|
Gretchen
Holbrook Gerzina Joins Barnard as Director of Pan-African
Studies Program and Professor of English
New
York, NY Gretchen Holbrook Gerzina, author of The
New York Times Notable Book Black London on the
black population of 18th century Britain, and host of a nationally
syndicated radio show "The Book Show," which has
featured noted authors such as Toni Morrison and Salmon Rushie,
has joined the faculty of Barnard College from Vassar College,
where she taught for 14 years. Gerzina will direct Barnards
Pan-African Studies and, as Professor of English, teach African-American
literature and biography.
"My goal is to develop a stronger curriculum for the
Pan-African Studies Program in order to make it one of the
best of its kind in a liberal arts college," said Gerzina.

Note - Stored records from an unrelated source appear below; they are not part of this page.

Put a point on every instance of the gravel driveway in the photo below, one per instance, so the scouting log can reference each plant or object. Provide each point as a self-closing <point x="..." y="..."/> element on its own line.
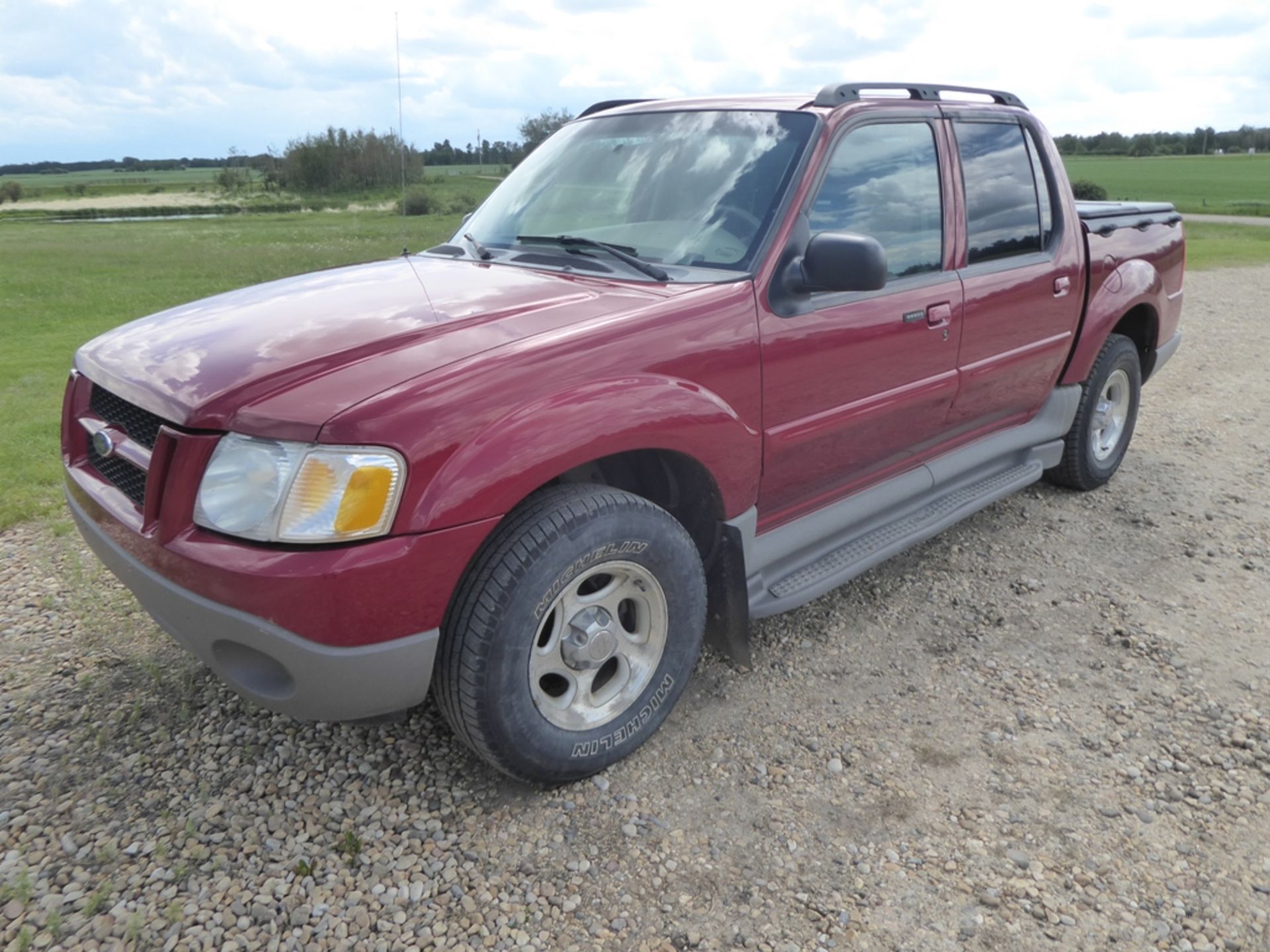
<point x="1046" y="729"/>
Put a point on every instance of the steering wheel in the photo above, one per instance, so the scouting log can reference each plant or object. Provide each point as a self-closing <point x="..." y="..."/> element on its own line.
<point x="724" y="211"/>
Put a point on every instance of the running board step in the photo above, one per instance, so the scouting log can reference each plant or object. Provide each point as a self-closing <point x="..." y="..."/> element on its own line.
<point x="863" y="553"/>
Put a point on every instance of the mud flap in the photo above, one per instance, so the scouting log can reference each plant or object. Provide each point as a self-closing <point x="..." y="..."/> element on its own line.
<point x="728" y="608"/>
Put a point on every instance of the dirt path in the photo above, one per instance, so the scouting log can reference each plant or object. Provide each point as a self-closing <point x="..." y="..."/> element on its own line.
<point x="1046" y="729"/>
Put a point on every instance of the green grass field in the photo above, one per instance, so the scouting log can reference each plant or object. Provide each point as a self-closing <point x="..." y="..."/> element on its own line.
<point x="65" y="284"/>
<point x="62" y="285"/>
<point x="1221" y="184"/>
<point x="41" y="187"/>
<point x="111" y="183"/>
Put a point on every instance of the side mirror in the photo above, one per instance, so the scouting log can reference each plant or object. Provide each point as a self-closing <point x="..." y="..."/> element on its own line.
<point x="839" y="260"/>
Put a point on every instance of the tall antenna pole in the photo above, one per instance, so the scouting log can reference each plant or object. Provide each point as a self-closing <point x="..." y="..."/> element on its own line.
<point x="397" y="30"/>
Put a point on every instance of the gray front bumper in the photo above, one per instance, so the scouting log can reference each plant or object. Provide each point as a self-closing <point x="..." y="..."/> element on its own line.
<point x="270" y="666"/>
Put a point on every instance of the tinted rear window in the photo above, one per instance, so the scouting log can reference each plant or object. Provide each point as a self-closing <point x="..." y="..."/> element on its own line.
<point x="1002" y="212"/>
<point x="884" y="182"/>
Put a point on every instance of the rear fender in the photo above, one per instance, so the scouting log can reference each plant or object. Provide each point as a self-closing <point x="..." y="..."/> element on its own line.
<point x="538" y="442"/>
<point x="1133" y="284"/>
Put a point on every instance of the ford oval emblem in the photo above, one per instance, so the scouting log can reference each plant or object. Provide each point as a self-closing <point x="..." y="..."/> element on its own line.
<point x="102" y="444"/>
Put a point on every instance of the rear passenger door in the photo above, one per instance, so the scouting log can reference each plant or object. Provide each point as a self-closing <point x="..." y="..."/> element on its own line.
<point x="1020" y="266"/>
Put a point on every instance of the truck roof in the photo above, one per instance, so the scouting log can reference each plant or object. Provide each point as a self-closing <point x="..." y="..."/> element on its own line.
<point x="831" y="97"/>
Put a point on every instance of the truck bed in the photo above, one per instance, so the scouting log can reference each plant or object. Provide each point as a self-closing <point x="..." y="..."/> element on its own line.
<point x="1105" y="218"/>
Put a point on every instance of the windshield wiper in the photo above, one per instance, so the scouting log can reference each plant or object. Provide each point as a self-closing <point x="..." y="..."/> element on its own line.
<point x="482" y="252"/>
<point x="620" y="252"/>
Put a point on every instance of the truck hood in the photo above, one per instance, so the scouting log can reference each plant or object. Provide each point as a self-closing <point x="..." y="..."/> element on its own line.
<point x="280" y="360"/>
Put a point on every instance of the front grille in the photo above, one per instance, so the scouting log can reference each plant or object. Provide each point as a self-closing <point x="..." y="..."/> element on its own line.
<point x="120" y="474"/>
<point x="142" y="426"/>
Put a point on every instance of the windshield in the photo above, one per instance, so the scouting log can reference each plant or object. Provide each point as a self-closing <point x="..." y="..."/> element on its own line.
<point x="691" y="188"/>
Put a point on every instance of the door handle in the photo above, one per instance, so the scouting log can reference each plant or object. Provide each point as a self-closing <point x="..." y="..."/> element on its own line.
<point x="939" y="315"/>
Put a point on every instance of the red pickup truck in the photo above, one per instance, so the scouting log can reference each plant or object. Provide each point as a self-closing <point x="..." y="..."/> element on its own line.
<point x="694" y="362"/>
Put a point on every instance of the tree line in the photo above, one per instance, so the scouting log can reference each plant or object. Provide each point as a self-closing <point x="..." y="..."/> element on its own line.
<point x="335" y="160"/>
<point x="1202" y="141"/>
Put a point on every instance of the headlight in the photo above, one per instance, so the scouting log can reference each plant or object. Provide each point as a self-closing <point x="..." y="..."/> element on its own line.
<point x="280" y="492"/>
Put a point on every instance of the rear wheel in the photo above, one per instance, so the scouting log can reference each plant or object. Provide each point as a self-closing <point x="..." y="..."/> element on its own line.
<point x="1100" y="434"/>
<point x="573" y="634"/>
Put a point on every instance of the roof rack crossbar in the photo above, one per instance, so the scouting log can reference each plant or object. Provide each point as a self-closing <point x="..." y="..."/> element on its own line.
<point x="840" y="93"/>
<point x="610" y="104"/>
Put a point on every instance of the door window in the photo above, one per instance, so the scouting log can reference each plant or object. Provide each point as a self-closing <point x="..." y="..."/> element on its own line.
<point x="1001" y="207"/>
<point x="884" y="182"/>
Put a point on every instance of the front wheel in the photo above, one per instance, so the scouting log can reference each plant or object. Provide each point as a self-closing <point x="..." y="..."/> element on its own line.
<point x="573" y="634"/>
<point x="1100" y="434"/>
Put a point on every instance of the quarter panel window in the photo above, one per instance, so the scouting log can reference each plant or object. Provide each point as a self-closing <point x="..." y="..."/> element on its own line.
<point x="1047" y="212"/>
<point x="884" y="182"/>
<point x="1002" y="214"/>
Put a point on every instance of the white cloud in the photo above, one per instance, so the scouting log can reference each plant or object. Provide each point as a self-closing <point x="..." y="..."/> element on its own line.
<point x="171" y="78"/>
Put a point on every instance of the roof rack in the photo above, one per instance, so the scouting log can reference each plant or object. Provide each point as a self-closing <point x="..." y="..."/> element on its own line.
<point x="610" y="104"/>
<point x="840" y="93"/>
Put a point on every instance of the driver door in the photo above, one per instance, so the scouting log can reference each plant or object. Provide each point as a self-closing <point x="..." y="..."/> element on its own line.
<point x="857" y="387"/>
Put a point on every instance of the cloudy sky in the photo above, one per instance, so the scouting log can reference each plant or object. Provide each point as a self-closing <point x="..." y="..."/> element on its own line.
<point x="95" y="79"/>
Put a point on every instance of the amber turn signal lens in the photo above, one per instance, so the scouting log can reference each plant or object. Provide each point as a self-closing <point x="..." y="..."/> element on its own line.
<point x="365" y="499"/>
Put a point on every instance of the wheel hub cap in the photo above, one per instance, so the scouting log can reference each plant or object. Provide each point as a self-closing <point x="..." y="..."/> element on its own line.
<point x="599" y="645"/>
<point x="589" y="641"/>
<point x="1111" y="415"/>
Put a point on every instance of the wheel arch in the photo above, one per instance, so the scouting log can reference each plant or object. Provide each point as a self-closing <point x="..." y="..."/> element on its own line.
<point x="1128" y="302"/>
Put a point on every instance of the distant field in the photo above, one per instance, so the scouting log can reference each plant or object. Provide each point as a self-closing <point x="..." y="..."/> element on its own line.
<point x="108" y="184"/>
<point x="1224" y="184"/>
<point x="112" y="183"/>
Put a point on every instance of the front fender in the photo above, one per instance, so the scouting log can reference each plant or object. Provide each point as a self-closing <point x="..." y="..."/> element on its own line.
<point x="509" y="459"/>
<point x="1132" y="284"/>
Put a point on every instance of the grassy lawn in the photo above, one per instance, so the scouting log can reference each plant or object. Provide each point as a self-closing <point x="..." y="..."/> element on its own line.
<point x="1221" y="184"/>
<point x="63" y="285"/>
<point x="1226" y="245"/>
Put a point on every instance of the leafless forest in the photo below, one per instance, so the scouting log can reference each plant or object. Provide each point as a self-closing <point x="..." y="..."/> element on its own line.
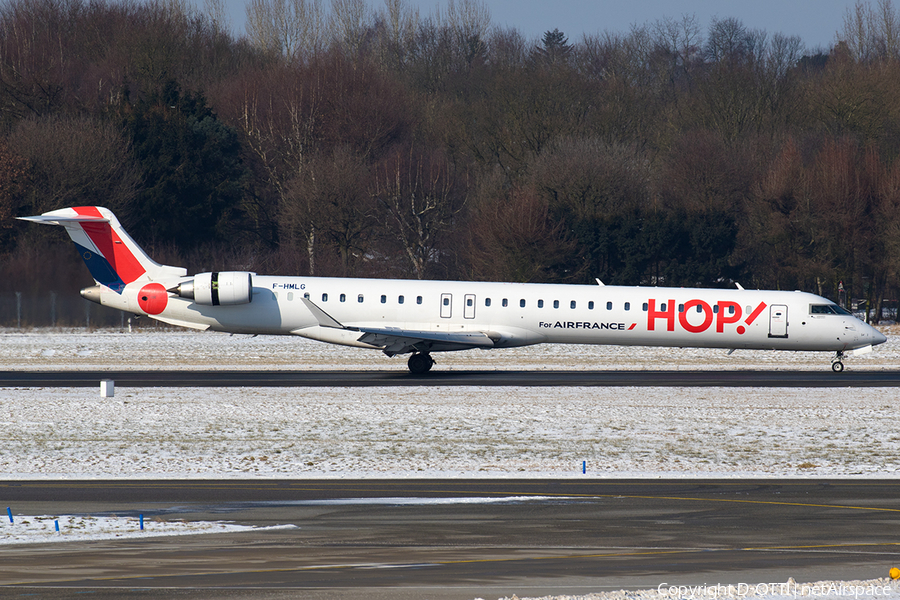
<point x="341" y="139"/>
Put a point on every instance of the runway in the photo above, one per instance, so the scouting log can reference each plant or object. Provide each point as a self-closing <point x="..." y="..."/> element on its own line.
<point x="391" y="539"/>
<point x="332" y="378"/>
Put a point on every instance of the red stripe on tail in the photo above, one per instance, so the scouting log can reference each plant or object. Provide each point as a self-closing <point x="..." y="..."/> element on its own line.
<point x="125" y="264"/>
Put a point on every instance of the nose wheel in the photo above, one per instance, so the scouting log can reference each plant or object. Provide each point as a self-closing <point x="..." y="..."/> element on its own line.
<point x="836" y="365"/>
<point x="419" y="363"/>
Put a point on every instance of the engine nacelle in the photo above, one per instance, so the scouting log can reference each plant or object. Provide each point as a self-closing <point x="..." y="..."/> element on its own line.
<point x="218" y="289"/>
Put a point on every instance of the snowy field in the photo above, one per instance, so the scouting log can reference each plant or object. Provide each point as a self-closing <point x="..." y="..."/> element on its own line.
<point x="58" y="433"/>
<point x="427" y="431"/>
<point x="167" y="348"/>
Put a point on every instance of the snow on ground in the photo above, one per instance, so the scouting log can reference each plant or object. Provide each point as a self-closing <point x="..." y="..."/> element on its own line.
<point x="448" y="432"/>
<point x="871" y="589"/>
<point x="434" y="432"/>
<point x="32" y="529"/>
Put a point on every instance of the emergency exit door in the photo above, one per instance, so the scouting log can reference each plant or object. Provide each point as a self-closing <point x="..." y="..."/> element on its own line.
<point x="446" y="306"/>
<point x="778" y="321"/>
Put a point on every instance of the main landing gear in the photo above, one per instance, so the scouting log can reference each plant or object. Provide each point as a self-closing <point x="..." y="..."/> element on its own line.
<point x="836" y="365"/>
<point x="420" y="362"/>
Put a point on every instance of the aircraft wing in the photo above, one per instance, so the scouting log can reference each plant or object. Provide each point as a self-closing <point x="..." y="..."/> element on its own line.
<point x="393" y="340"/>
<point x="397" y="341"/>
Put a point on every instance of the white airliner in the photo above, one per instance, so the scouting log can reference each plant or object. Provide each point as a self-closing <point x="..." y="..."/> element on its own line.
<point x="400" y="316"/>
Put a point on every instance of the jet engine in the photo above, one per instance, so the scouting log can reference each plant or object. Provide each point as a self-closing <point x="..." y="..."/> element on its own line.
<point x="218" y="289"/>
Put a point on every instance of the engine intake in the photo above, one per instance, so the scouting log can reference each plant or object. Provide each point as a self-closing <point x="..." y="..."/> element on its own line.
<point x="218" y="289"/>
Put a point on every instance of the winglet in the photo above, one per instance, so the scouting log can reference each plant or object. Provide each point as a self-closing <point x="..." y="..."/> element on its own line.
<point x="324" y="319"/>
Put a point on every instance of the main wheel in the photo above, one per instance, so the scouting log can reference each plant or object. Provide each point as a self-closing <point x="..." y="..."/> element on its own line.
<point x="419" y="363"/>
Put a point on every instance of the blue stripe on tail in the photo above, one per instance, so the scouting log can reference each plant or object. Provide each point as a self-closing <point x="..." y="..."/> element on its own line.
<point x="101" y="270"/>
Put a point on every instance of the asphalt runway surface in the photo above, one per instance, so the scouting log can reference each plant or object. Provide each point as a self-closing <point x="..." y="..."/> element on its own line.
<point x="206" y="378"/>
<point x="370" y="539"/>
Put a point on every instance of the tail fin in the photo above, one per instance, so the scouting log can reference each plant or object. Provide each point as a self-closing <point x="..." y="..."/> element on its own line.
<point x="114" y="259"/>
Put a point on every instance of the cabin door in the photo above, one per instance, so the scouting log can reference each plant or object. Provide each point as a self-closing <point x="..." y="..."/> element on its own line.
<point x="446" y="306"/>
<point x="469" y="307"/>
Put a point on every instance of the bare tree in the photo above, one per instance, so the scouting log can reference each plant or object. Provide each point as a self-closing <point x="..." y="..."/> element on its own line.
<point x="77" y="161"/>
<point x="420" y="198"/>
<point x="871" y="33"/>
<point x="296" y="29"/>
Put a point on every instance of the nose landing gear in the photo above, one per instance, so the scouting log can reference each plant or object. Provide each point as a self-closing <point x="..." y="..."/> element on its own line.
<point x="420" y="362"/>
<point x="836" y="363"/>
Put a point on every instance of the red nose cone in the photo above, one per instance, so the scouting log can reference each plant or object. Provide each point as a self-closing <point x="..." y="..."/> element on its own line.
<point x="153" y="298"/>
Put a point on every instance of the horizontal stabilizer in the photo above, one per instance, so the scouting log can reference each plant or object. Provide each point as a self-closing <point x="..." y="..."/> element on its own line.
<point x="50" y="219"/>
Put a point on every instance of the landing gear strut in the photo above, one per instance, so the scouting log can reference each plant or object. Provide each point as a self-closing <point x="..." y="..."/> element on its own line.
<point x="419" y="363"/>
<point x="836" y="365"/>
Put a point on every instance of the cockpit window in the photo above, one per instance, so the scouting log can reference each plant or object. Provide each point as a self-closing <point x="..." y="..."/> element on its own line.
<point x="826" y="309"/>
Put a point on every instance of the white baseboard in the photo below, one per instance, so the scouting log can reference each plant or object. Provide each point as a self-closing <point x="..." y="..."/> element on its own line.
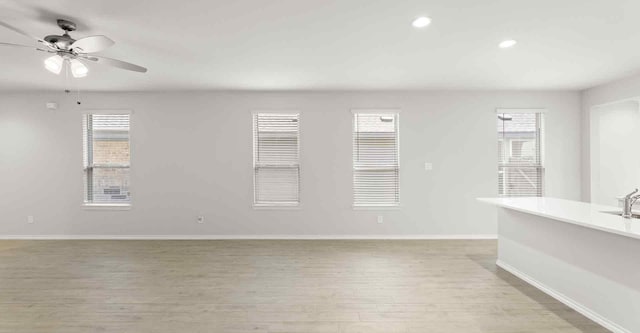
<point x="230" y="237"/>
<point x="564" y="299"/>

Gerzina said that several new majors in Pan-African Studies
have already been added this fall. "It is great to work
with an amazingly multi-talented group of students
one of my students is focusing on horticulture and therapy
in the black community; another is a budget analyst for a
local hospital on a multi-million-dollar project on HIV and
women in South Africa."
In addition to strengthening the curriculum, Gerzina promises
to bring African-American scholars, writers, and other noted
black intellectuals to campus as part of a new lecture series.
The first event in the new series will be with Paul Gilroy,
renowned author and Professor of African-American Studies
at Yale, to be held Oct. 28. Gilroy will give a multi-media
lecture on Jimi Hendrix. Next year, the series is tentatively
titled "Writing Black Lives," and will focus on
autobiographies of African-Americans.
Gerzina has written several books, including Carrington:
A Life (about the Bloomsbury figure Dora Carrington, whose
life was made into a film starring Emma Thompson); Black
London (about the black population of 18th century Britain),
a New York Times "Notable Book of the Year"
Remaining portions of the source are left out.